Penal Code section 1170, subdivision (d)(2), at issue in Gutierrez, gives a youthful homicide offender the opportunity to petition the sentencing court for recall of the sentence after 15 years. In other words, the statute does not have the effect of modifying the sentence. Instead, it provides an opportunity, later, to petition to be resentenced, which opportunity can be lost by failing to file a petition to recall the sentence.

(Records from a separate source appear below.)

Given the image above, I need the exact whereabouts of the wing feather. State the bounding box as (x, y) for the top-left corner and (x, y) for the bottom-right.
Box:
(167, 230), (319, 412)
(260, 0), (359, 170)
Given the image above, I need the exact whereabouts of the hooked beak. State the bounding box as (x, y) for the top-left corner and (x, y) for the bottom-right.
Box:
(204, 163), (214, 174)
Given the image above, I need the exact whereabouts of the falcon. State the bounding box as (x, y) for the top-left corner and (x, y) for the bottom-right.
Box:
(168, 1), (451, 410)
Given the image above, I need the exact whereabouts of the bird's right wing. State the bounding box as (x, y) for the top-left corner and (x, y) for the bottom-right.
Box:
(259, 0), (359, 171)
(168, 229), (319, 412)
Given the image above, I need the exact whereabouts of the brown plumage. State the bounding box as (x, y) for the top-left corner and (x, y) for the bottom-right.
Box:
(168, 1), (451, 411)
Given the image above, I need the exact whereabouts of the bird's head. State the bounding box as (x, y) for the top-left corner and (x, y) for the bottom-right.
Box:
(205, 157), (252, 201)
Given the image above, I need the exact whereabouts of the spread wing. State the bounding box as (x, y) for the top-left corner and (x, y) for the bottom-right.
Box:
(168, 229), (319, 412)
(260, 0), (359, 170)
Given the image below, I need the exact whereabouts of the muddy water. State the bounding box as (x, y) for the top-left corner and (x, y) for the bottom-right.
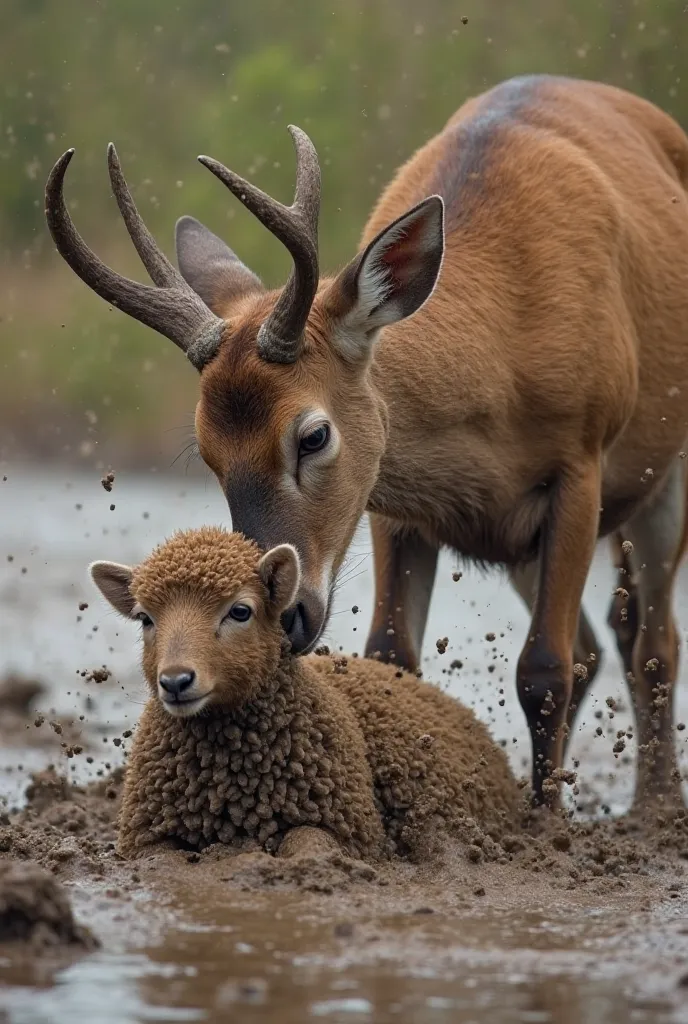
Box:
(4, 858), (688, 1024)
(6, 891), (683, 1024)
(2, 466), (688, 1023)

Senate Bill No. 260, on the other hand, makes a youthful offender eligible for release on parole after the prescribed number of years, at most 25. (Pen. Code, § 3051, subd. (b).) The youthful offender need not file any petition because the youthful offender parole board is required to hold the parole hearing (Pen. Code, § 3051, subd. (d)), which makes the situation the functional equivalent of having been sentenced to 25 years to life originally (since we are talking about functional equivalents).

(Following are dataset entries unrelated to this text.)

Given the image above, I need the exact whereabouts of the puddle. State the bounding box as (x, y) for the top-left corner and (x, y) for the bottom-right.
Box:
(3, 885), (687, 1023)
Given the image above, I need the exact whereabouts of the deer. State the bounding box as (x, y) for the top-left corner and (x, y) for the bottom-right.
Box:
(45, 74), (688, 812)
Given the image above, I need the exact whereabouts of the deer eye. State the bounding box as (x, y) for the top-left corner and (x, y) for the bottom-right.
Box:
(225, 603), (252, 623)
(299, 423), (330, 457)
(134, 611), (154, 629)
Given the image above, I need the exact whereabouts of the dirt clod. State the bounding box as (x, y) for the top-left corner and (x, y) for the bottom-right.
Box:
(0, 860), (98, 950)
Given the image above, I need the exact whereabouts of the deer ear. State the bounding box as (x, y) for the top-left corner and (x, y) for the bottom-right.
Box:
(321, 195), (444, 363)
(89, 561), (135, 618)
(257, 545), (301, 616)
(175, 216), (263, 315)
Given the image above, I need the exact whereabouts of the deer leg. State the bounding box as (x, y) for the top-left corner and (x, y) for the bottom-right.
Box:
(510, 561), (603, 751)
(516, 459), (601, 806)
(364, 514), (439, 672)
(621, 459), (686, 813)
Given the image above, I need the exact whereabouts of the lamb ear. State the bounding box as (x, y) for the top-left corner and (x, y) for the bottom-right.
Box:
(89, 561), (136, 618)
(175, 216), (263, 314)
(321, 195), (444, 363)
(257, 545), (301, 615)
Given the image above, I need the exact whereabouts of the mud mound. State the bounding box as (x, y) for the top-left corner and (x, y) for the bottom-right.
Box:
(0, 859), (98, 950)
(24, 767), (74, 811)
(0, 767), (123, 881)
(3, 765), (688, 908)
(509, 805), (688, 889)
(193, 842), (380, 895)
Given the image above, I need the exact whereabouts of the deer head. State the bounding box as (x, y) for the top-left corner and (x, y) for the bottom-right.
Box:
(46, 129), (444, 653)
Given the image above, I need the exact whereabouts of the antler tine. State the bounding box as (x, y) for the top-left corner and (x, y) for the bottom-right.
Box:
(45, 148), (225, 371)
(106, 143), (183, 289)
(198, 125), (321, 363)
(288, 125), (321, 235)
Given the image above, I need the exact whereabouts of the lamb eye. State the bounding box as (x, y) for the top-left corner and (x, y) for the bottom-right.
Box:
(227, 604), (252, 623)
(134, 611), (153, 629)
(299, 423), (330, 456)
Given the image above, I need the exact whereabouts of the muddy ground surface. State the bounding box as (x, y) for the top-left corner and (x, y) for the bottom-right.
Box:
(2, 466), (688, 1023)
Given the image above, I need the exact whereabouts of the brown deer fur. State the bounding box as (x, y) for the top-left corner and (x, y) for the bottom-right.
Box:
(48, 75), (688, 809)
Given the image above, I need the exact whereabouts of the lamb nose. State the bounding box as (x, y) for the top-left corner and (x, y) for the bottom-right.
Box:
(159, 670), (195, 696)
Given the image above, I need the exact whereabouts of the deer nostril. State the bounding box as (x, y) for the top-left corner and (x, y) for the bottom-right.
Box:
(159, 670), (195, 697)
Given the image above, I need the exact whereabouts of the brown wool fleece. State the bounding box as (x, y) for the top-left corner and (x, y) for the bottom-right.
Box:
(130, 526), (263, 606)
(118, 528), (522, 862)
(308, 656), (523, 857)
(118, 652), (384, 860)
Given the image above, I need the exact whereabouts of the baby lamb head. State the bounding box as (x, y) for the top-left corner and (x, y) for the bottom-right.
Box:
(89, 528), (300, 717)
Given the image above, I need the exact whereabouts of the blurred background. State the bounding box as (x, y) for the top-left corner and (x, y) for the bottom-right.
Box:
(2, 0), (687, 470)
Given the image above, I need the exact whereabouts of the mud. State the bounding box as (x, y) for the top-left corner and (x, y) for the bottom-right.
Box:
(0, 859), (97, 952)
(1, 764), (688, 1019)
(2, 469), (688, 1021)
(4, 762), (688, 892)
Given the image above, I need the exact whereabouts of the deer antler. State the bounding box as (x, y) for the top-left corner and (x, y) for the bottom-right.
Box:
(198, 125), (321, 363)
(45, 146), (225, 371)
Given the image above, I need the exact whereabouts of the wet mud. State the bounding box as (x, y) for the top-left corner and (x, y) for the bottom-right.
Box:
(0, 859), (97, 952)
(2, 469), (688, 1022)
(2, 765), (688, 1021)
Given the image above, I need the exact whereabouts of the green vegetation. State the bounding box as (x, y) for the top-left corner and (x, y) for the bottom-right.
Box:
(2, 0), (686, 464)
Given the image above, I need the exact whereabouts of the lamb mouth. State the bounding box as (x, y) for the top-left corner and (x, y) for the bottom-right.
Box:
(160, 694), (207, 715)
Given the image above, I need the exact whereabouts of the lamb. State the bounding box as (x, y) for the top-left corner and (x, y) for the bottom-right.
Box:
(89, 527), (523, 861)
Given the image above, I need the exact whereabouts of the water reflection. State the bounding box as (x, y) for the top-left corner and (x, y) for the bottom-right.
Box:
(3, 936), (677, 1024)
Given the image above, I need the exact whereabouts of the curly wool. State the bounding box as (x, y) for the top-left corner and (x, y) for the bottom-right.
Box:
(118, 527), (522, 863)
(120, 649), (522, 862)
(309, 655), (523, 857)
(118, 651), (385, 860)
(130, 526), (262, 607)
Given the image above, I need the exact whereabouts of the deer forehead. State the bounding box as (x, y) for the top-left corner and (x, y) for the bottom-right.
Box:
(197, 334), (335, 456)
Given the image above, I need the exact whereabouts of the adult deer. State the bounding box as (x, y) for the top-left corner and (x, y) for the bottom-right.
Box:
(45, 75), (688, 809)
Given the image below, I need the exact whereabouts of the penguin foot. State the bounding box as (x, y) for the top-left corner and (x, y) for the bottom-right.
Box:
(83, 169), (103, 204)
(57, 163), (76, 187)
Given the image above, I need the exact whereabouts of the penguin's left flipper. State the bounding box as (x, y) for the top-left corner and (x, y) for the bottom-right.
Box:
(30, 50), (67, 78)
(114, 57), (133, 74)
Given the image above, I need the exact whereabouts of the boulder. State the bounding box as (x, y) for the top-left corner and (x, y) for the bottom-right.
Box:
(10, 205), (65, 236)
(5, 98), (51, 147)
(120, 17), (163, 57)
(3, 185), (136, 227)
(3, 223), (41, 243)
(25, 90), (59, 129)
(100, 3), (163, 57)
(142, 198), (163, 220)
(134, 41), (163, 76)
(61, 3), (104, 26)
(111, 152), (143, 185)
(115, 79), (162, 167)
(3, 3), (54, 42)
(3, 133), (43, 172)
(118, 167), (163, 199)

The majority does not acknowledge the considerable difference between the two schemes. Under the Penal Code section 1170, subdivision (d)(2) scheme, the life-without-parole sentence is unaltered if the youthful offender fails to file the petition or fails to establish rehabilitation. Under the Senate Bill No. 260 scheme, however, the youthful offender’s sentence is effectively changed to a sentence of 25 (or less) years to life because the parole eligibility and hearing are automatic.
Therefore, neither Gutierrez nor reason support a remand for resentencing after enactment of Senate Bill No. 260 in the case of a youthful nonhomicide offender sentenced to the functional equivalent of life without parole. Defendant here is not currently subject to a sentence that is the functional equivalent of life without parole; therefore, his punishment is neither cruel nor unusual – that is, it does not violate the Eighth Amendment.
One final consideration bears mention. The majority remands for resentencing, effectively ordering the trial court to impose a sentence that does not violate the Eighth Amendment (which apparently means a term that is not the functional equivalent of a life-without-parole sentence). The majority, however, does not and cannot give the trial court authority to impose a sentence that is not authorized by statute. That is another reason why relying on Senate Bill No. 260 as a remedy is sound, while remand for resentencing is not.
I would affirm as to defendant Moore.
Finally, our resolution of this appeal renders moot Moore’s claim that his counsel acted ineffectively to the extent Moore’s sentencing issues have not been preserved for appellate review.